Con "Un Monastero per la città. Il complesso dei Benedettini tra passato e futuro" una mostra che ripercorre le tappe di un restauro lungo trent'anni che ha restituito alla
città un edificio splendido. Il genio di Giancarlo De Carlo e la volontà di Giuseppe Giarrizzo cui la Facoltà di Lettere e Filosofia dedica un doveroso omaggio tra saggi, seminari e tavole rotonde.
La
fine ufficiale della “clausura” libera finalmente il Monastero verso la città.
A celebrare questa riappropiazione la suggestiva “Un Monastero per la città.
Il complesso dei Benedettini tra passato e futuro”, la singolare mostra
fotografica che ha inaugurato tre giorni di lavori e studi organizzati dalla
Facoltà di Lettere e Filosofia del nostro ateneo in omaggio a Giuseppe
Giarrizzo, proprio uno dei rari “genii loci” che a partire dagli anni ’70
si era personalmente impegnato per riconsegnare una struttura cardine
dell’intera isola al sapere e alla fruizione.
Lungo la peripatetica
passeggiata nel Corridoio della Presidenza della facoltà di Lettere e Filosofia
dove la mostra è allocata si snodano così le tappe fotografiche - assai
suggestive le immagini di Antonello Caniolo - di un trascurato prima di
un durante alacre ma assai prolungato e di uno luminoso adesso.

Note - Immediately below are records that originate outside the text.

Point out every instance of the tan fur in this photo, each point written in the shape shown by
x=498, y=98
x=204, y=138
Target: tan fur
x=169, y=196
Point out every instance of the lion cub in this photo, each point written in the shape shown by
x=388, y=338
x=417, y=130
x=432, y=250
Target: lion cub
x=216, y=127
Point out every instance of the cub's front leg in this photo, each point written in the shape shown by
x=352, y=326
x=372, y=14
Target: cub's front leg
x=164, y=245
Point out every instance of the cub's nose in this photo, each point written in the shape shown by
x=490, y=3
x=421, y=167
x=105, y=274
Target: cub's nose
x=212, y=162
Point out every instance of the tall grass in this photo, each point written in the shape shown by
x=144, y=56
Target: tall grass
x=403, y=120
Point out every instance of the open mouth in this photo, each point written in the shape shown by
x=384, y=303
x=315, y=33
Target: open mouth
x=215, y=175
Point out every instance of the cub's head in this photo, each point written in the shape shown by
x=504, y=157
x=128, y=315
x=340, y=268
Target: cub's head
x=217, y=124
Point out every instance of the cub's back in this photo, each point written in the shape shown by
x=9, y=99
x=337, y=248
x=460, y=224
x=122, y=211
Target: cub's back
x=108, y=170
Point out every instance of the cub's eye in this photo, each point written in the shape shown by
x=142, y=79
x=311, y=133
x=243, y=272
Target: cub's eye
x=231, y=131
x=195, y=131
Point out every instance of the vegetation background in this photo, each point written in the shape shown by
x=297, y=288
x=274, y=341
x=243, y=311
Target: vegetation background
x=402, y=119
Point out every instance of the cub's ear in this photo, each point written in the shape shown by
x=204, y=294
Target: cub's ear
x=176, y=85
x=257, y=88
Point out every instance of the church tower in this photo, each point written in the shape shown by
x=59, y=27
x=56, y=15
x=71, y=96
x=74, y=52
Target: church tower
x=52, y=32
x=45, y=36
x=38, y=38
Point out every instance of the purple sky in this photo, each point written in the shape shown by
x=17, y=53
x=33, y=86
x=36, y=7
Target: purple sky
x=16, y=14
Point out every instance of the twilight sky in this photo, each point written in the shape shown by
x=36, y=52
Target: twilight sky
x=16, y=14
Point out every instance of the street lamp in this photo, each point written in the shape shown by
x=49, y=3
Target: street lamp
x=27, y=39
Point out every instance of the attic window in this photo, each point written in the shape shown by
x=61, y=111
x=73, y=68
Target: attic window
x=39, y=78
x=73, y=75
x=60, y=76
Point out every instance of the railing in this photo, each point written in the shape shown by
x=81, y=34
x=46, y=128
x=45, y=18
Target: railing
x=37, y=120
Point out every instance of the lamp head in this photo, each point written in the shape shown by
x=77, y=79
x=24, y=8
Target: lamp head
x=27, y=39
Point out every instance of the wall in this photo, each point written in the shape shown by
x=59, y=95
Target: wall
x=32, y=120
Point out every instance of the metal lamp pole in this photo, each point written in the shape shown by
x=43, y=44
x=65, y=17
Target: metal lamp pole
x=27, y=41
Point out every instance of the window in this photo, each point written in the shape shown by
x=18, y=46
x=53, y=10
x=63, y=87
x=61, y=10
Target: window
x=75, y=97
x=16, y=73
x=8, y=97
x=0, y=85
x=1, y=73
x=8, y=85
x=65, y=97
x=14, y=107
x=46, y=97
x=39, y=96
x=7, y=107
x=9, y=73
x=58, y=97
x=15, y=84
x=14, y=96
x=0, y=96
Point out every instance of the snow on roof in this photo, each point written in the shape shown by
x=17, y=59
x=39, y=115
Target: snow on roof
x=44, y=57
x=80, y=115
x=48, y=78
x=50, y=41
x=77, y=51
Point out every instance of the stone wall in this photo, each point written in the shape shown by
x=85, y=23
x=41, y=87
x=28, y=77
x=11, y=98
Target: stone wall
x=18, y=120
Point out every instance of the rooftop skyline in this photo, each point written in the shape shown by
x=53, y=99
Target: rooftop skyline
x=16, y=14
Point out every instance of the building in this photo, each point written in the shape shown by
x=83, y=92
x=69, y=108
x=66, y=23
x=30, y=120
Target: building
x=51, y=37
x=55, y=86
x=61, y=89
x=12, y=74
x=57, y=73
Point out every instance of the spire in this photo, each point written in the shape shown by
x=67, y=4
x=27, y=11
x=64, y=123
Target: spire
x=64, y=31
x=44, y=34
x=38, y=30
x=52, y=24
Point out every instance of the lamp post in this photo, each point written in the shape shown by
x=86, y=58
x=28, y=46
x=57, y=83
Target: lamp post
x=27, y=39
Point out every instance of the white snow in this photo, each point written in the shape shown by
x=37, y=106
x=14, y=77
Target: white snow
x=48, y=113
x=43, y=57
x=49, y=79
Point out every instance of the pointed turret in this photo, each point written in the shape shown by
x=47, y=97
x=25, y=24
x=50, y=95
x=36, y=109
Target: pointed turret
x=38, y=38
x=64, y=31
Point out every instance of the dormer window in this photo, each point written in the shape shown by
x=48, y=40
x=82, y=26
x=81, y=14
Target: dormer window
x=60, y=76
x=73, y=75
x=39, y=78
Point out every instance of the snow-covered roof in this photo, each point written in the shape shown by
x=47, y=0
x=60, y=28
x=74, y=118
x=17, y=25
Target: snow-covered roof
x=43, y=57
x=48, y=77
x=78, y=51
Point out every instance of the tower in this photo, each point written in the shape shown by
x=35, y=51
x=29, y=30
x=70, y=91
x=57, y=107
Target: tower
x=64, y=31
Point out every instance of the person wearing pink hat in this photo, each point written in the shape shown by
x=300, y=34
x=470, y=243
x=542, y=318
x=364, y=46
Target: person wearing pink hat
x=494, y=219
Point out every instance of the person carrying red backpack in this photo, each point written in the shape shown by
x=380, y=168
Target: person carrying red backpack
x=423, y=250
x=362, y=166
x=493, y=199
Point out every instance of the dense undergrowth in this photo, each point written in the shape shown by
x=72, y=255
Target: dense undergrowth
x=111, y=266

La
storia in mostra è quella di un recupero - affidato al genio di un utopista
realista, l’”eutopista” Giancarlo De Carlo (poi supportato dalla preziosa
collaborazione degli architetti Antonino Leonardi, Sebastiano Lisi e Rosangela
Lamagna) - lungo e travagliato, le tappe di un cammino verso un spazio quasi
interamente ridiventato sede e fucina di sapere.
La mano di De Carlo - certamente
lontano dallo sguardo comune di vedere l'architettura
isolata dal contesto - è così riuscita a legare lo splendido barocco
alle soluzioni architettoniche più avanzate, le preesistenze archeologiche e
architettoniche e le stesso colate laviche alle modernissime e funzionali
strutture logistiche: un intervento privo di mera ricerca estetica o tecnologica.
“Un grande progettista un filosofo dell’intervento sul territorio -
ci dice proprio l’architetto Lamagna - con particolare attenzione nei
confronti dell’architettura contemporanea e della ristrutturazione
dell’antico nei rapporti col nuovo.”
I grandi pannelli a colori del
Monastero attuale si alternano così a quelli in bianco e nero, testimonianza di
una struttura ancora da “restituire”alla città: le imponenti mura
sbrecciate, assalite da una vegetazione rigogliosa ma soffocante, i corridoi
offesi da scritte e slogan, i cantinati abbandonati, adesso funzionali
biblioteche, la brulla bellezza del Giardino dei Novizi ora arioso passeggio, la
compostezza antica dei chiostri restituita al suo splendore settecentesco:
insomma l’itinerario della riconquista di quella “sede - come l’ha
definita il Rettore Ferdinando Latteri - prestigiosa e funzionale per gli
studenti e i docenti delle facoltà umanistiche, luogo culturale di assoluto
rilievo a disposizione della città e delle sue istituzioni, patrimonio
architettonico ed urbanistico da tutelare e valorizzare”.